Three women are taking on an extraordinary challenge to raise vital funds for mountain search and rescue services.
Jenny Allen, Jamie Aarons and Alex Berry plan to run to all 19 “trig” points in the 1,000-squaremile area covered by Lomond Mountain Rescue Team (MRT).
They will need to cover 60 miles over boggy terrain, as well as a total ascent of 16,404ft.
The trio hope to finish their Trig Point Challenge in 24 hours, with money raised through sponsorship going to Lomond MRT, one of the busiest rescue teams in Scotland.
It was Jenny, a long-standing volunteer member of Lomond MRT, who came up with the idea.
She said: “I was trying to think of creative ways to raise awareness of the work of mountain rescue teams and all the volunteers.
“I started looking at the map of the MRT boundary and I saw there were trig points spread across the area.
“Trig points are amazing things, in the way that they formed the basis of our modern maps, and I started to look at how many trigs I had visited.
“The idea came to me then, to try to visit all 19 of the trigs in one outing.”
Jenny mentioned her idea to friends Jamie and Alex and together they conceived the Trig Point Challenge, which they will attempt next weekend.

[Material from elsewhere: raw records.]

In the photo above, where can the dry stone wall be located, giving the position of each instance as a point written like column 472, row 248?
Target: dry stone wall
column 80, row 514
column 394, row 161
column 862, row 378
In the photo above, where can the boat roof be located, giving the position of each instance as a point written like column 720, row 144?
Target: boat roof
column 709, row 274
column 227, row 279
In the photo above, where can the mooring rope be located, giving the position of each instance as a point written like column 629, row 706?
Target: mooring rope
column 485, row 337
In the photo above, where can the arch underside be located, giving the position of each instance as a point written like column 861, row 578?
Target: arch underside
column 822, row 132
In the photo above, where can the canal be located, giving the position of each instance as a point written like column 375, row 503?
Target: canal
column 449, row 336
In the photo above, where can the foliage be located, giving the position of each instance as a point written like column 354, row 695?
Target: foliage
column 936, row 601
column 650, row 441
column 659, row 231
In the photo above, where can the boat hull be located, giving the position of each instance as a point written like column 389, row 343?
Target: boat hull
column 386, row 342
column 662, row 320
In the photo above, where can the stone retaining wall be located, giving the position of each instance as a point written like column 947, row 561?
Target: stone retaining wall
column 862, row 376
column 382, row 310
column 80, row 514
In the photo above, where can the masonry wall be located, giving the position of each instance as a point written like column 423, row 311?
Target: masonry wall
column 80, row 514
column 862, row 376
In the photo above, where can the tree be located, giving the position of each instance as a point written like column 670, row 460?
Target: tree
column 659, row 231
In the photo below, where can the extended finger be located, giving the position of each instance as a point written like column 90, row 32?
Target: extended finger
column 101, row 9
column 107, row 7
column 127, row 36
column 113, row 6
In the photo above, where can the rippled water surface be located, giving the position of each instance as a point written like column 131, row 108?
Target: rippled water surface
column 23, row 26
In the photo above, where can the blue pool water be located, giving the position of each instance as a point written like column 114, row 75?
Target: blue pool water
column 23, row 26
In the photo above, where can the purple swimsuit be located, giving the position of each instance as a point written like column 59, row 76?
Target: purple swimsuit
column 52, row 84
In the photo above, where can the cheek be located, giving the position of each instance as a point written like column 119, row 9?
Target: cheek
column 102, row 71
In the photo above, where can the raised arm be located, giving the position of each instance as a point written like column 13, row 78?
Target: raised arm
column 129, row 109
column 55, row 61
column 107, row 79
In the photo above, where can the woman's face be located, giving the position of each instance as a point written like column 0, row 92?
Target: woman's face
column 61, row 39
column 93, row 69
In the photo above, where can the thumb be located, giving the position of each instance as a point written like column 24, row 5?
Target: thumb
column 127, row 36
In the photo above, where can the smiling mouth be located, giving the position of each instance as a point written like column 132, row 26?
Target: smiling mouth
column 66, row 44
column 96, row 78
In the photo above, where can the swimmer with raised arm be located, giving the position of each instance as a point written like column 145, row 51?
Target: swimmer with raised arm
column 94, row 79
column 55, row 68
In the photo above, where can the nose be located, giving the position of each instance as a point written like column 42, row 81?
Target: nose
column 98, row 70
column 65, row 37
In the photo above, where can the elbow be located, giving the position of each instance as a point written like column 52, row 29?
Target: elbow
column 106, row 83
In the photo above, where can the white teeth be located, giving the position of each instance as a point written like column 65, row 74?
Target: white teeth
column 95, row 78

The trig points – or triangulation stations – were part of a huge mapping project undertaken by Ordnance Survey in the early 20th century.
More than 6,500 concrete pillars – each 4ft tall – were installed across the countryside from 1936 onwards, allowing surveyors to chart the land.
While modern technology such as GPS mean trig pillars are now barely necessary, many thousands remain dotted across the countryside. Jenny, 39, of Aberfoyle, said: “Maps and grid references are integral to what we do as walkers and runners, as well as when working as part of a mountain rescue team.
“It seemed like a great idea to run to a set of trig points as an awareness campaign.”
The trio’s first trig point will be on the 2,244ft summit of Maol Mor in the Trossachs, above Loch Katrine.
They will finish the challenge at the trig on the top of Ben Lomond at 3,193ft, close to Loch Lomond.
They will be supported along the way by friends, family and fellow team members who will be drivers, feeders, navigators, and cheerleaders. Jamie, 39, whose partner Andy Taylor is a Lomond MRT member, said: “If all goes well, we may sneak in a finish under 24 hours.
“The 60 miles is a very long way to go on foot over rough countryside in one outing.”
The women, who are all keen runners, have been training hard and making trips to recce the trigs.
Alex, 34, of Glasgow, is also a member of Lomond MRT as well as Westerlands Hill Running Club.
The training, she said, has been “a great way to gain valuable local knowledge that might come in useful in a future rescue”.
Jamie, from Carbeth in Stirlingshire, said: “It’s going to be tough but more than worth it if we can raise some funds to support the exceptional work done by mountain rescue teams. And I’ve no doubt we’ll have a little fun along the way.”